Die Auftraggeberin behält sich vor, von § 14 Absatz 4 Nr. 9 VgV Gebrauch zu machen. Die Leistungen wiederholen sich in ihrer Art für andere Flächen in anderen Gebieten der deutschen AWZ der Nordsee. Diese gleichartigen Leistungen dieses Auftrags können innerhalb der nächsten 3 Jahre nach Bezuschlagung erneut zu denselben vereinbarten Konditionen an denselben Auftragnehmer ohne weitere Ausschreibung vergeben werden. Der Umfang des Folgeauftrages kann vergleichbar mit dem der vorliegenden Grundbeauftragung (1. Leistungsstufe) sein und bis zu dem Gesamtumfang aller beider Leistungsstufen reichen. Somit kann sich der Auftragswert nach heutiger Bemessung bis zu verdoppeln. Der genaue Umfang richtet sich nach dem Bedarf gemäß WindSeeG und des jeweils gültigen Flächenentwicklungsplans.
Änderungen des Flächenentwicklungsplanes, anderweitiger Zufluss von Erkundungsdaten sowie Änderungen der Untersuchungsrahmen können mit Änderungen des Leistungsgegenstandes gemäß § 132 Abs. 2 Nr. 1 GWB einhergehen. Weitere diesbezügliche Details sind Kap. 10.7. des Vertrages zu entnehmen.
a) Zuverlässigkeit im Sinne der §§ 123 ff. GWB (vgl. Artikel 57 Richtlinie 2014/24/EU)

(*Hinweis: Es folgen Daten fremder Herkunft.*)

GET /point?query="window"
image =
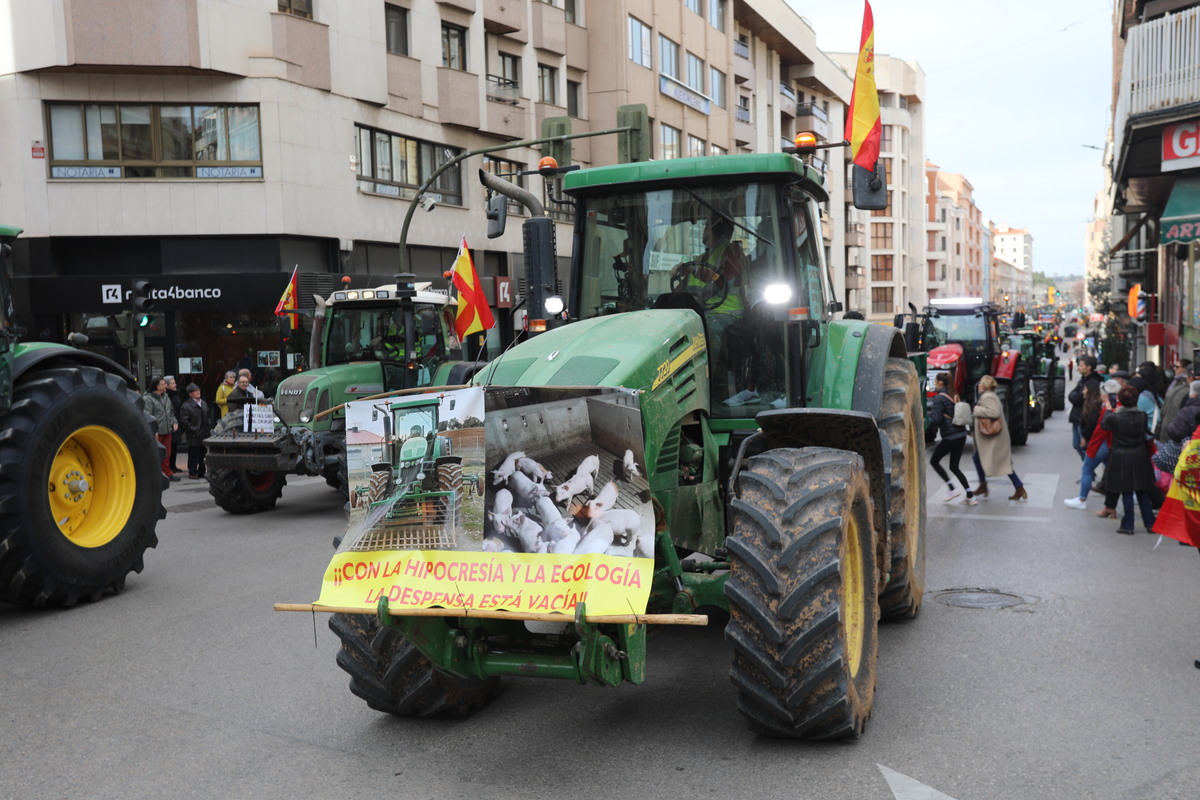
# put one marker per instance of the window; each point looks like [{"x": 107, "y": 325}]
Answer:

Die Angaben zur Zuverlässigkeit gemäß §§ 123 und 124 GWB sowie zur Selbstreinigung im Sinne des §125 GWB sind im Formblatt „Eigenerklärung der Eignung“ zu machen. Unternehmen werden ausgeschlossen, sofern mindestens ein Ausschlussgrund aus den §§ 123 und 124 GWB vorliegt und keine Selbstreinigung im Sinne des §125 GWB erfolgte. (fakultatives Ausschlusskriterium).
b.) Eintragung in einem Handelsregister
Der Wirtschaftsteilnehmer ist in den einschlägigen Handelsregistern seines Niederlassungsmitgliedstaats verzeichnet; aufgelistet in Anhang XI der Richtlinie 2014/24/EU; Wirtschaftsteilnehmer aus bestimmten Mitgliedstaaten müssen ggf. andere in jenem Anhang aufgeführte Anforderungen erfüllen. (Ausschlusskriterium).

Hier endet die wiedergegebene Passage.